Laufend wird in Medien über Drogenkonsum bei Jugendlichen berichtet, geforscht und beratschlagt.Jetzt können sie sich selber zu Wort melden und ihre Sicht der Dinge schildern: "Drogen und Sucht" lautet der Titel der nächsten "Klasse!"-Sonderseite, für die ab sofort Schülerbeiträge gesucht werden.

Wieso und wann nehmen Jugendliche Drogen?

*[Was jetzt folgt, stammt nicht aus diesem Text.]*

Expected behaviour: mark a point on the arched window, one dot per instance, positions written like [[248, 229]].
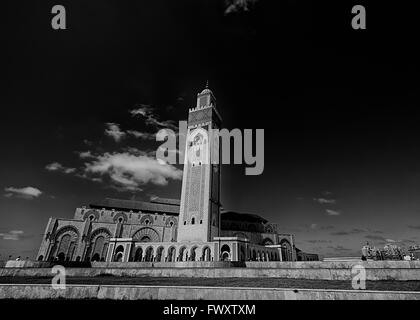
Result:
[[225, 253]]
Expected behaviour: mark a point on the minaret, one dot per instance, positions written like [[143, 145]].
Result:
[[200, 198]]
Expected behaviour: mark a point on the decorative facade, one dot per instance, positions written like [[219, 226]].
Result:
[[167, 230]]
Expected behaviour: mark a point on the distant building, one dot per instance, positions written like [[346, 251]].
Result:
[[389, 252], [167, 230]]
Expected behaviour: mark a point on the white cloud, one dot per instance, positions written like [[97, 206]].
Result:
[[26, 193], [85, 154], [113, 130], [325, 201], [333, 212], [142, 135], [147, 112], [55, 166], [238, 5], [12, 235], [129, 171]]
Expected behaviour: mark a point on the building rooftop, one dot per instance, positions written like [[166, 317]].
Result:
[[237, 216]]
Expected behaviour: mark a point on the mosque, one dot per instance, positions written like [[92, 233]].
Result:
[[194, 228]]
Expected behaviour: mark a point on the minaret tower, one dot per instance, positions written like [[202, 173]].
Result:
[[200, 198]]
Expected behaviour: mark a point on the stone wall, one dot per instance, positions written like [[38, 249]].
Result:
[[375, 270], [194, 293]]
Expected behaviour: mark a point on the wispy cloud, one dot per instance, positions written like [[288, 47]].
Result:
[[28, 193], [349, 232], [55, 166], [331, 212], [129, 171], [318, 241], [85, 154], [142, 135], [325, 201], [339, 248], [147, 113], [12, 235], [113, 130], [238, 5]]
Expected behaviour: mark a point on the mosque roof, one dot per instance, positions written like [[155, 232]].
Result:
[[237, 216], [157, 205]]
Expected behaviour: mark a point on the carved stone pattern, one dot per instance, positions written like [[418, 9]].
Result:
[[194, 192]]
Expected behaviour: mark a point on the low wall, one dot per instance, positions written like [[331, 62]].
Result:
[[375, 270], [46, 264], [194, 293]]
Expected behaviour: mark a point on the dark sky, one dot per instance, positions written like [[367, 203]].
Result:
[[339, 108]]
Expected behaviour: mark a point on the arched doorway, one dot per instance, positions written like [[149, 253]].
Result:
[[193, 253], [119, 253], [138, 255], [286, 250], [225, 253], [159, 254], [182, 254], [61, 256], [96, 257], [171, 254], [206, 254], [149, 254]]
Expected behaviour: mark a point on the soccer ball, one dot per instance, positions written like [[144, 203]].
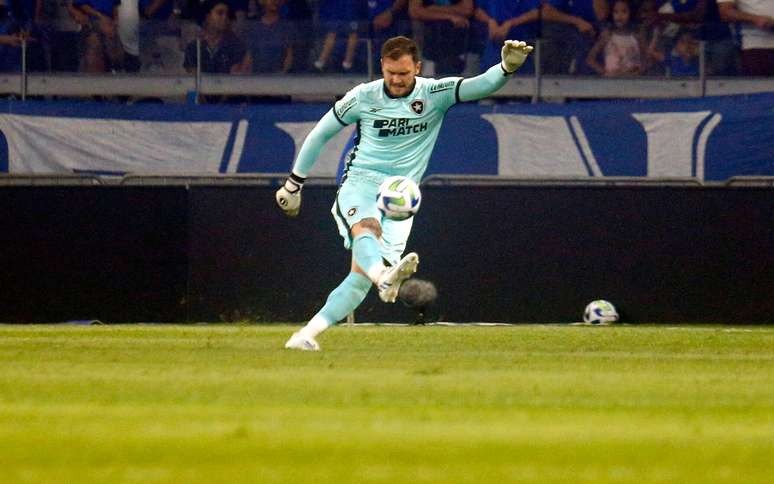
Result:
[[398, 198], [600, 312]]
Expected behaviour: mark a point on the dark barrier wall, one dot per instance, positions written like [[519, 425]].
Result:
[[116, 254], [500, 254]]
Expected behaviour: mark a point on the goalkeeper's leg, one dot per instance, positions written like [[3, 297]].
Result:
[[341, 301], [353, 290]]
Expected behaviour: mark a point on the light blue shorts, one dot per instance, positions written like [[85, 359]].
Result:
[[355, 201]]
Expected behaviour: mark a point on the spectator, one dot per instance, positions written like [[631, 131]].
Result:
[[508, 19], [271, 40], [338, 17], [569, 31], [29, 18], [99, 31], [65, 38], [757, 19], [160, 38], [683, 58], [622, 47], [386, 18], [445, 30], [221, 50], [703, 16], [129, 33], [651, 32]]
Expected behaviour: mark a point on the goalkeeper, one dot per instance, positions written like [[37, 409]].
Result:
[[398, 120]]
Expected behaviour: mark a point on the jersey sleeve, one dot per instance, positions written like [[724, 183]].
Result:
[[444, 93], [347, 109]]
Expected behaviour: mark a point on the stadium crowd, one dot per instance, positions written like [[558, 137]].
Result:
[[611, 38]]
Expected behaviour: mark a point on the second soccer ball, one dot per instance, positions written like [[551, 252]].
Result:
[[600, 312], [398, 198]]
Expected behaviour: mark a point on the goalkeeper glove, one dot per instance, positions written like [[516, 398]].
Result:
[[514, 54], [289, 196]]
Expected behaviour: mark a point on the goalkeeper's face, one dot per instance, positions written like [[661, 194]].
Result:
[[399, 74]]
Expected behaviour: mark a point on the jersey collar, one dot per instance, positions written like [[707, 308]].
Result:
[[387, 93]]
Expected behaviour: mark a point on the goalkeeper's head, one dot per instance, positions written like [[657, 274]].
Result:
[[400, 65]]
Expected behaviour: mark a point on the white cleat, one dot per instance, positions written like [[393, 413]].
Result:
[[393, 277], [301, 342]]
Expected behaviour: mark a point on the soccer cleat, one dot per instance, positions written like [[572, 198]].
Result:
[[301, 342], [392, 277]]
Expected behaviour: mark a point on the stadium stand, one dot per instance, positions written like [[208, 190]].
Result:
[[686, 46]]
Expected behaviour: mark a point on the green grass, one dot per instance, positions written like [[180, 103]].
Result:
[[147, 404]]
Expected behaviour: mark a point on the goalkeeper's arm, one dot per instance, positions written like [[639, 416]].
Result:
[[514, 53], [289, 195]]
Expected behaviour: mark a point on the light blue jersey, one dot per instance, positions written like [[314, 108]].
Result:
[[395, 136]]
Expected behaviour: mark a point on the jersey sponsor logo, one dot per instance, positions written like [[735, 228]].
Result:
[[342, 110], [443, 86], [398, 127]]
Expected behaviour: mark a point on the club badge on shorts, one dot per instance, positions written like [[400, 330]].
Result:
[[418, 106]]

Gibt es gefährliche und weniger gefährliche Mittel? Ein Joint, eine Party-Pille, ist das ab und zu okay? Was ist, wenn man sich weigert, zu Flasche oder Glimmstengel zu greifen? Sehen Jugendliche Drogen eigentlich als Suchtproblem oder harmloses Vergnügen an? Wie sieht es mit Alkohol und Nikotin auf Partys, bei Eltern und in der Öffentlichkeit aus? Was leistet die Schule? Klärt sie auf, hilft sie, bieten Ansprechpartner Halt, auf die man sich verlassen kann?

Alle "Klasse!"-Klassen und Schüler sind aufgerufen, ihre Meinungen, Kommentare, Zeichnungen, Erfahrungen oder Fotos zu dem Thema einzusenden, auf Wunsch werden diese auch anonym behandelt.Noch bis zu den Winterferien kann sich der Postkorb der Redaktion füllen: Der Tagesspiegel, "Klasse!", Potsdamer Str.87, 10785 Berlin.